Overall, the data are well described but represent only a marginal advancement of the paper just published by the same group on the same topic.         

Int. J. Mol. Sci. 2022, 23(6), 3234; https://doi.org/10.3390/ijms23063234

Yes . it is true, we have recently published a manuscript where a part of the material and methods      is the same. However, in this manuscript we performed more analyses to verify that MSCs isolated with a new HPL preserve all MSC immunophenotypic, and multipotent characteristics as described by The International Society for Cellular Therapy (ISCT) position statement (Dominici et al 2006). Then, we also performed additional experiments focusing our attention on the secretome isolated from MSCs with a standard HPL and the new HPL. We have submitted almost simultaneously the 2nd manuscript      in which  the focus and experimental designs are completely different. Finally, the experiments described in this manuscript have allowed us to validate the isolation and expansion method of BM-MSCs with the HPL because we demonstrated that new HPL preserved also the chemical characteristics and biological activity of lyo-secretome isolated by ultrafiltration. We have modified the ref 9 and specified the differences in the text in the  introduction, material &methods and the discussion

Also, it is not clear whether GMP conditions have now been reached.

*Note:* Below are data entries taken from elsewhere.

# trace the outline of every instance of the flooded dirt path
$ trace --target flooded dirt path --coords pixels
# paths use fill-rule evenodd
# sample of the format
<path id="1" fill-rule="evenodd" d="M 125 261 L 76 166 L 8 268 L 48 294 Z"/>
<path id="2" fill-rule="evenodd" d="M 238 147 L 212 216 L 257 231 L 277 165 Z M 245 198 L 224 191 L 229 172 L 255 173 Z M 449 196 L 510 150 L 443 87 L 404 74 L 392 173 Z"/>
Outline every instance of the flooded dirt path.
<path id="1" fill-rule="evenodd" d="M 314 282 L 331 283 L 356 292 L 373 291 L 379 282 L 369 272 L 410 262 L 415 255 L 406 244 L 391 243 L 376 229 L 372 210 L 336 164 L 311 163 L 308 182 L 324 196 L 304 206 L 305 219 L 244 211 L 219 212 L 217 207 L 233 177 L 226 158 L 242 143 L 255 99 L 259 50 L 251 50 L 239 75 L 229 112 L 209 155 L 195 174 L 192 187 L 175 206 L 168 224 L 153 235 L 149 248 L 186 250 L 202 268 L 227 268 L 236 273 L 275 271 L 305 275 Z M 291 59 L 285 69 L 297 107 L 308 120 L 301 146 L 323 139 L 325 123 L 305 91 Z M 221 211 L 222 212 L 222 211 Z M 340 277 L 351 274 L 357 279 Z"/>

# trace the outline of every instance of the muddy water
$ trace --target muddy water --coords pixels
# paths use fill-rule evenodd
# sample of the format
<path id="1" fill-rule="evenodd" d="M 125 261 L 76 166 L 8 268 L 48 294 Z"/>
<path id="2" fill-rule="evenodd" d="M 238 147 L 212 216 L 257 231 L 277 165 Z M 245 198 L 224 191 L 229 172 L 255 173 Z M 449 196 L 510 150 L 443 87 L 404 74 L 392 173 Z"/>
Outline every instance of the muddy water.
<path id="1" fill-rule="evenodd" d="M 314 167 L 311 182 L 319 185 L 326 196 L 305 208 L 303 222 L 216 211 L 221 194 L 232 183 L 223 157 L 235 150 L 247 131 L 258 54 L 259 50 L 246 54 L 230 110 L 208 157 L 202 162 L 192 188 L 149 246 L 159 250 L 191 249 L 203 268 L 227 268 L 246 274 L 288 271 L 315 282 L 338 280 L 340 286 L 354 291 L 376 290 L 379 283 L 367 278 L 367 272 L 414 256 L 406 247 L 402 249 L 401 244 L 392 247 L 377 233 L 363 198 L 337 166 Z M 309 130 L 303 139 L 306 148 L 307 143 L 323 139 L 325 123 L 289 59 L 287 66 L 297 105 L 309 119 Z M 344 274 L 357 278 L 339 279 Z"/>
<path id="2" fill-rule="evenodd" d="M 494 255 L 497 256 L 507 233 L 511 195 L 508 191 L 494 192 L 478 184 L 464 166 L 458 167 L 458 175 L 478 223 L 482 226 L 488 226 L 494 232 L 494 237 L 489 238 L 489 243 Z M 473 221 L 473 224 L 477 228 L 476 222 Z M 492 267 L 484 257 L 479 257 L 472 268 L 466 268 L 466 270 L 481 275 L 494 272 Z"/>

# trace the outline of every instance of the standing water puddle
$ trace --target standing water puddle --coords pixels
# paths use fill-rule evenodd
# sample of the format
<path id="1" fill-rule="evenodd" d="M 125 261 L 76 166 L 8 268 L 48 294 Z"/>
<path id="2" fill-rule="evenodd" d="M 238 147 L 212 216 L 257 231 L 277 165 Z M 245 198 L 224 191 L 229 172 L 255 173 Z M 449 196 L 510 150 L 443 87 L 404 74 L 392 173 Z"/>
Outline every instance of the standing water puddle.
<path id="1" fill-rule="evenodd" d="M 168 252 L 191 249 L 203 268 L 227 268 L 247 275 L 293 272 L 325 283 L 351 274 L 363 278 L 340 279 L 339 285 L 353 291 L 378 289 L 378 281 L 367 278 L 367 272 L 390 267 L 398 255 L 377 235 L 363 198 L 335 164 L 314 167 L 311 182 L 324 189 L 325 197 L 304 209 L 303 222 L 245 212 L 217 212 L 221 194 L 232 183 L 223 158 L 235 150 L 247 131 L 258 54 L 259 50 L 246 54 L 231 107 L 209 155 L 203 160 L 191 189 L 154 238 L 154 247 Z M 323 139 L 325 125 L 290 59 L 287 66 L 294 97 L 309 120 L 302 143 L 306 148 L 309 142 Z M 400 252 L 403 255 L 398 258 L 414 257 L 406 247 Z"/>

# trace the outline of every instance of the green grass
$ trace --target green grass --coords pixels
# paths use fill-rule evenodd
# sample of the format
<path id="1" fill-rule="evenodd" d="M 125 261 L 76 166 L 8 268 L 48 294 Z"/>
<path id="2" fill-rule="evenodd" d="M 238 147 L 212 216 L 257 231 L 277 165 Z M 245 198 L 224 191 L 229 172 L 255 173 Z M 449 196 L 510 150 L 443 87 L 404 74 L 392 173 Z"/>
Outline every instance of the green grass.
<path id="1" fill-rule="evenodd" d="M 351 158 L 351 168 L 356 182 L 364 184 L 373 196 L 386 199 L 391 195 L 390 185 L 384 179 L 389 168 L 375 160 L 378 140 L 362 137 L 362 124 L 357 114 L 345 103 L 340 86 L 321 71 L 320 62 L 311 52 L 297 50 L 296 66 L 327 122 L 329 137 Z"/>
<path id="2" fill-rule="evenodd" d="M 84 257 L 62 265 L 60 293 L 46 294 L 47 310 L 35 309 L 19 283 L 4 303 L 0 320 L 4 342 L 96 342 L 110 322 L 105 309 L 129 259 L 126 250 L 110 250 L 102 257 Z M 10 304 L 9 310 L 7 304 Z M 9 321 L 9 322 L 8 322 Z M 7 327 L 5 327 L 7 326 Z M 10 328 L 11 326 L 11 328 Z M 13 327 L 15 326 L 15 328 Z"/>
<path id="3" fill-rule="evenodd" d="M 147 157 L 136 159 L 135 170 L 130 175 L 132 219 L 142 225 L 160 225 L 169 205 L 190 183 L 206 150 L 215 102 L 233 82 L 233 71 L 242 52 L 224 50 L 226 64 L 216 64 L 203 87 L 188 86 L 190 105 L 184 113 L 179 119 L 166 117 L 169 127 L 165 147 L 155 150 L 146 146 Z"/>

This manuscript describes a validation process necessary to perform a change control in MSC manufacturing process, according to GMP conditions

Author Response File: Author Response.pdf

Round 2

Reviewer 1 Report

I am happy for the authors amendments and comments for the manuscript. I am happy to accept this manuscript to be published in the IJMS journal.

Reviewer 2 Report

Overall, the authors show that there are no differences between the secretome obtained from MSCs cultivated with HPL-E or HPL-S. An important conclusion is that substitution of the standard HPL-E with the new, safer and more GMP-compliant HPL-S is possible and makes Lyo-secretomes derived from MSCs cultivated with HPL-S also more compliant with required GMP standards.

The authors responded to most comments made and improved the paper.